Hyderabadi special Food

All things nice and Hyderabadi

Authentic flavours Shahnoor Jehan   | Photo Credit: Sanjay Borra

Shahnoor Jehan is the person to dial-in when her children’s friends feel like eating anything Indian, exotic and specifically Hyderabadi. They however, know they have to think beyond biryani. Their specific requests for dishes used to cheer the lady and the prospect of roasting spices, making elaborate preparations with onions and nuts would make her look forward to such requests.

Having cooked for several parties of friends and family on request, Shahnoor’s children have finally managed to make the shy lady agree to open her kitchen to cater for party orders. Though never trained professionally, Shahnoor, a BA graduate, always had her unique ways around the kitchen. She reminisces on her learning from her mother Faiq Jehan. Shahnoor’s inspiration is her grandmother late Muzaffar Unissa Begum and she is proud that she has managed to inherit her grandmother’s cooking techniques which has prominent influence of early Mukalla (erstwhile Yemen) cuisine to it and “it dates back to my times at our old home — Shah Manzil (present Raj Bhavan), then belonging to the late Shahzore Jung, my great-grandfather. After my marriage I also picked up some unique recipes from my mother-in-law Shaheda Begum’s kitchen,” she adds.

In her house in Banjara Hills, Shahnoor, who is also known as Noora to her friends, insists that her food will do the talking. “I really don’t know what to talk about my food. I have been cooking and serving people and never thought of it as anything special,” she smiles.

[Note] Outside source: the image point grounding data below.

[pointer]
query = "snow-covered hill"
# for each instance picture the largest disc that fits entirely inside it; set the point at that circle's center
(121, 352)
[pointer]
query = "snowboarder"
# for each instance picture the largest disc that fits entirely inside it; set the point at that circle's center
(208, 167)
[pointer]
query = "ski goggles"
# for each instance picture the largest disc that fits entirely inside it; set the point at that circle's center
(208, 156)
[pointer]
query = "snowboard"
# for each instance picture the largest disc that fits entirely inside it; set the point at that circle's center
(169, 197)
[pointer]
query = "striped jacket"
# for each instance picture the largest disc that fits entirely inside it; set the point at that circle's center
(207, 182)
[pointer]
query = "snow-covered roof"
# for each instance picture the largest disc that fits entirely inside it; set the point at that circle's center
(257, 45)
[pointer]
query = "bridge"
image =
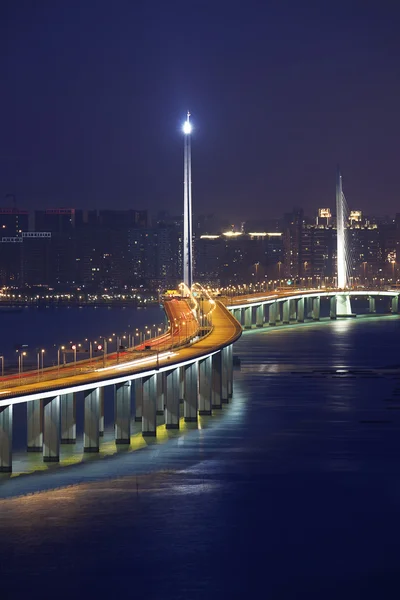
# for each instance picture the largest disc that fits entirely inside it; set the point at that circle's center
(190, 365)
(298, 305)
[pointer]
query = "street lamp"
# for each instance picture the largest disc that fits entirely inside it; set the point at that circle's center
(73, 347)
(42, 355)
(21, 362)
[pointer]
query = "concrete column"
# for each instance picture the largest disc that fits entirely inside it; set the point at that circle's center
(316, 308)
(300, 310)
(68, 418)
(149, 418)
(205, 386)
(308, 307)
(332, 307)
(101, 411)
(292, 310)
(372, 307)
(216, 380)
(181, 384)
(237, 313)
(191, 401)
(138, 399)
(122, 412)
(172, 399)
(34, 414)
(51, 429)
(260, 316)
(91, 420)
(6, 438)
(272, 313)
(285, 312)
(278, 312)
(230, 371)
(224, 374)
(247, 317)
(160, 391)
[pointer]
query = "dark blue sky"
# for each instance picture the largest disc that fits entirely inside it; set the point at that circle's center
(93, 94)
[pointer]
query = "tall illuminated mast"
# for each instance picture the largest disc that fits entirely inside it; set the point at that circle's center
(341, 258)
(187, 206)
(343, 305)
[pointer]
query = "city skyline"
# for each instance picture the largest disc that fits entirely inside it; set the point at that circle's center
(273, 115)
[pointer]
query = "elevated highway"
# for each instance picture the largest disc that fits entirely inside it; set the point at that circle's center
(182, 366)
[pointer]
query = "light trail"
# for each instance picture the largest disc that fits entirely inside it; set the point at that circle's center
(135, 363)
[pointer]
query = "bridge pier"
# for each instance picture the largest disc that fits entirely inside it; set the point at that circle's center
(181, 384)
(248, 317)
(34, 414)
(91, 420)
(343, 305)
(205, 385)
(138, 399)
(172, 399)
(122, 412)
(300, 310)
(260, 316)
(308, 307)
(224, 374)
(285, 312)
(51, 430)
(332, 307)
(160, 391)
(190, 404)
(68, 418)
(237, 313)
(101, 411)
(230, 370)
(150, 398)
(316, 308)
(216, 381)
(6, 414)
(272, 309)
(372, 307)
(292, 310)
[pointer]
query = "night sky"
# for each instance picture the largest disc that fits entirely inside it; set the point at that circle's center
(93, 94)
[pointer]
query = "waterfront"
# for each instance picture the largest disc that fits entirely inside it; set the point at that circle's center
(290, 491)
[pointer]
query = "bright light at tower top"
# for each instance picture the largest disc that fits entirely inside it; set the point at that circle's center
(187, 126)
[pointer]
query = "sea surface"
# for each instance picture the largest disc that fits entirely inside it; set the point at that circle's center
(290, 491)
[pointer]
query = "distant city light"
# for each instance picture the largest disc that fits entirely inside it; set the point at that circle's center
(324, 213)
(264, 233)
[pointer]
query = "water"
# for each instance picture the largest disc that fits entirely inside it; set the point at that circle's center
(290, 491)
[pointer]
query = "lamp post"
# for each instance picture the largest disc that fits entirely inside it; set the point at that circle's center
(21, 362)
(73, 347)
(42, 356)
(104, 351)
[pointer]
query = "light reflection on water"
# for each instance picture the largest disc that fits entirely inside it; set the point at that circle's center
(290, 491)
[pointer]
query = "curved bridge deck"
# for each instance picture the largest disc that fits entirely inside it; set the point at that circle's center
(225, 331)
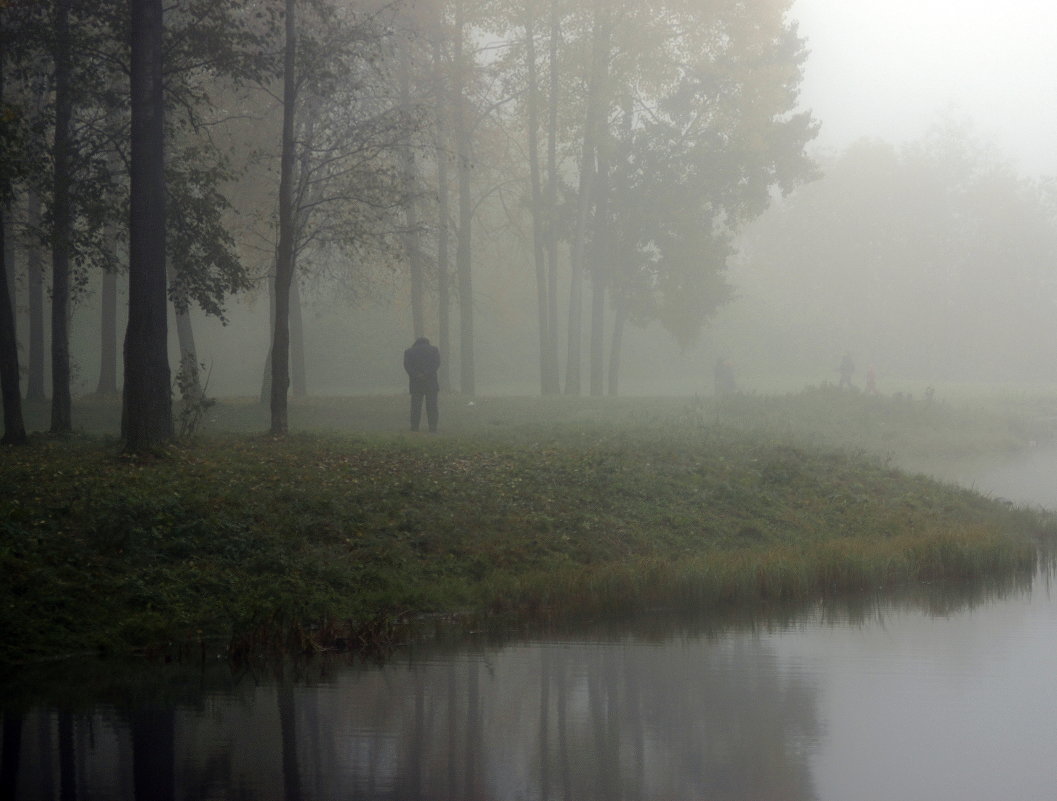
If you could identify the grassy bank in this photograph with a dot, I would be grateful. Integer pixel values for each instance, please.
(242, 539)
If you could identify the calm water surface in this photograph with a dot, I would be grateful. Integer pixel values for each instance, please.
(942, 694)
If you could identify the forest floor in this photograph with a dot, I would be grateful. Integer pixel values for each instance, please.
(527, 508)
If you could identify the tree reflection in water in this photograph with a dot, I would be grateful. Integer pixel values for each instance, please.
(683, 711)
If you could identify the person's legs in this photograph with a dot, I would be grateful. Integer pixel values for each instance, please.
(431, 410)
(415, 410)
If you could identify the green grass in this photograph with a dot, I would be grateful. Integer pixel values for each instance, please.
(525, 507)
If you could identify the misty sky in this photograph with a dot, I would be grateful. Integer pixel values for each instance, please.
(890, 68)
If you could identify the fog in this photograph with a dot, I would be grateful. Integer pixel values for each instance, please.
(937, 118)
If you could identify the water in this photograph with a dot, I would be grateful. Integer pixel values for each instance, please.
(943, 693)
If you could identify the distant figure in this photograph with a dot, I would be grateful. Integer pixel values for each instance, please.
(724, 377)
(847, 369)
(871, 380)
(422, 360)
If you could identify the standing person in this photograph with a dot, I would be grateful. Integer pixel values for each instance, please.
(422, 360)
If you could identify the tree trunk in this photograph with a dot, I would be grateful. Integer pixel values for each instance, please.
(298, 370)
(443, 212)
(600, 257)
(284, 257)
(411, 237)
(265, 396)
(466, 376)
(35, 273)
(188, 351)
(61, 216)
(592, 126)
(616, 346)
(552, 194)
(14, 428)
(147, 401)
(548, 371)
(108, 336)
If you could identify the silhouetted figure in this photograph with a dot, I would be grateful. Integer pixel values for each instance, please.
(724, 377)
(847, 369)
(422, 360)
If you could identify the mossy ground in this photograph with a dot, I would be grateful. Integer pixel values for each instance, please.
(521, 506)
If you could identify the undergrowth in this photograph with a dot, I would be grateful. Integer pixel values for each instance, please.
(334, 540)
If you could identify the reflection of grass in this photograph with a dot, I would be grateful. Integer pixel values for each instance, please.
(612, 505)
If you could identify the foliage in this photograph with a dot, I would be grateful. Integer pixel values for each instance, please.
(246, 538)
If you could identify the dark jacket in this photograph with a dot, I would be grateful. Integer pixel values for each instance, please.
(422, 360)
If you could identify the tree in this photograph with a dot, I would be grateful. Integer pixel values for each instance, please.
(339, 185)
(147, 405)
(707, 149)
(14, 426)
(284, 255)
(926, 254)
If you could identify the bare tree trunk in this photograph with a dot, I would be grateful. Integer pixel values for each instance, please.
(616, 346)
(265, 396)
(411, 236)
(592, 126)
(600, 256)
(548, 371)
(298, 369)
(463, 256)
(188, 352)
(284, 257)
(552, 196)
(147, 404)
(443, 212)
(61, 216)
(14, 428)
(35, 273)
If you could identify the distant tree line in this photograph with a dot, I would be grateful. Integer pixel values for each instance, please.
(204, 149)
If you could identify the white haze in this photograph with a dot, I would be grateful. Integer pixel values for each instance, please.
(881, 69)
(888, 68)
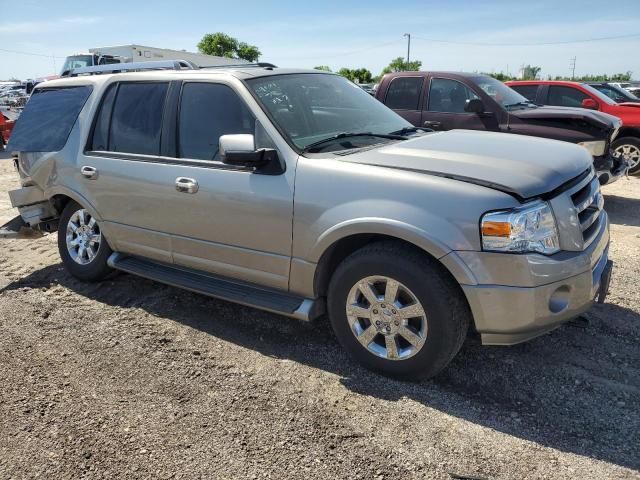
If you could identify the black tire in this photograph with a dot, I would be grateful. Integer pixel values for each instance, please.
(96, 269)
(633, 142)
(447, 313)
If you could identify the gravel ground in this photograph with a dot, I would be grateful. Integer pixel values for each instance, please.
(134, 379)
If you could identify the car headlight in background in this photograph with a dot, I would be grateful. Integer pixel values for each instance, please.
(530, 228)
(596, 148)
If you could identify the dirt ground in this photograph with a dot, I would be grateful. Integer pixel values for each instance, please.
(134, 379)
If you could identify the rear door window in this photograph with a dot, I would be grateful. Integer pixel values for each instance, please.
(404, 93)
(47, 120)
(136, 121)
(527, 91)
(449, 96)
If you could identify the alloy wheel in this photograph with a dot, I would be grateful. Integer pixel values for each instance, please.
(630, 153)
(386, 318)
(83, 237)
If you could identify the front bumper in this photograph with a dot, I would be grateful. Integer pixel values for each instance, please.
(563, 288)
(609, 168)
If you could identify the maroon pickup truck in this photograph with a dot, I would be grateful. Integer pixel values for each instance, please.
(450, 100)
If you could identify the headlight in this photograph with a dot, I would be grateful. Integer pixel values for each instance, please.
(595, 148)
(530, 228)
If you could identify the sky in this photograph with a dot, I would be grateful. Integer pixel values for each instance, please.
(458, 35)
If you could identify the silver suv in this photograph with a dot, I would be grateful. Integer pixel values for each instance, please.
(296, 192)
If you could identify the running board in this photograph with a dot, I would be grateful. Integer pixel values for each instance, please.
(234, 291)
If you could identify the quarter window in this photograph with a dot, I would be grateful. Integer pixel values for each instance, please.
(450, 96)
(136, 121)
(208, 111)
(565, 96)
(404, 93)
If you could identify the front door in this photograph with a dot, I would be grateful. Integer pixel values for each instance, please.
(444, 106)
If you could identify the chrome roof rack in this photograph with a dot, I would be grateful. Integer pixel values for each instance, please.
(131, 67)
(244, 65)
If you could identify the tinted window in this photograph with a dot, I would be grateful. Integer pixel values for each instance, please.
(448, 96)
(208, 111)
(565, 96)
(47, 120)
(404, 93)
(527, 91)
(100, 140)
(136, 121)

All things nice and Hyderabadi

She makes quick retreats into the kitchen to check on the food being prepared for the evening to announce the formal inauguration of Khassa — her catering service. At the dinner that served strictly non-vegetaran food, she welcomed guests with freshly squeezed star fruit juice, followed by fish salad, shami kebab, mutton shikampur. For the main course there was haleem, tamate ka kut, mutton dalcha, mutton roast, dum ka murg, kuzi. The guest for the evening was Indira Devi Dhanrajgir, Hyderabad-based art patron and food connoisseur.

Sohrab Mirza, Shahnoor’s son, adds that his mother always looked forward to them bringing friends home. Their favourite being the dum ka murg and mutton roast. As they grew up, friendly requests translated into small catering orders from friends and relatives at the behest of daughter Nimrah Mirza who was quick to identify the unique talent her mother had for traditional Hyderabadi cuisine.

Discussing Khassa, Shahnoor adds, “People who love my food describe it as a hidden treasure of authentic Hyderabadi cuisine. Dum ki rann, chicken warmi, chicken roast are not so often discussed. Hyderabadi cuisine has become synonymous with biryani. My venture aims to serve diners looking for authentic, wholesome food. Khassa, in old Hyderabadi, means ‘cooked food’ and I want to carry forward the legacy of my royal ancestry in Persia,” she says.

In an effort to bring to life many traditional recipes from her ancestral kitchen, Shahnoor insists that rather than reinventing, her food cooked in authentic Hyderabadi style keeps the original flavours intact. So relies on the use of nuts, fresh spices and fresh ingredients for her cooking.

Khassa’s menu boasts of dishes like kuzi, shikampur, rann ghosht and haleem made with her mother-in-law’s secret recipe. Most of Shahnoor’s signature items are a recreation of 100-year old recipes. Her menu also includes kairi ka dopayaza, fish salad, there is badam ka khund, sheer khorma and qubani ka meetha.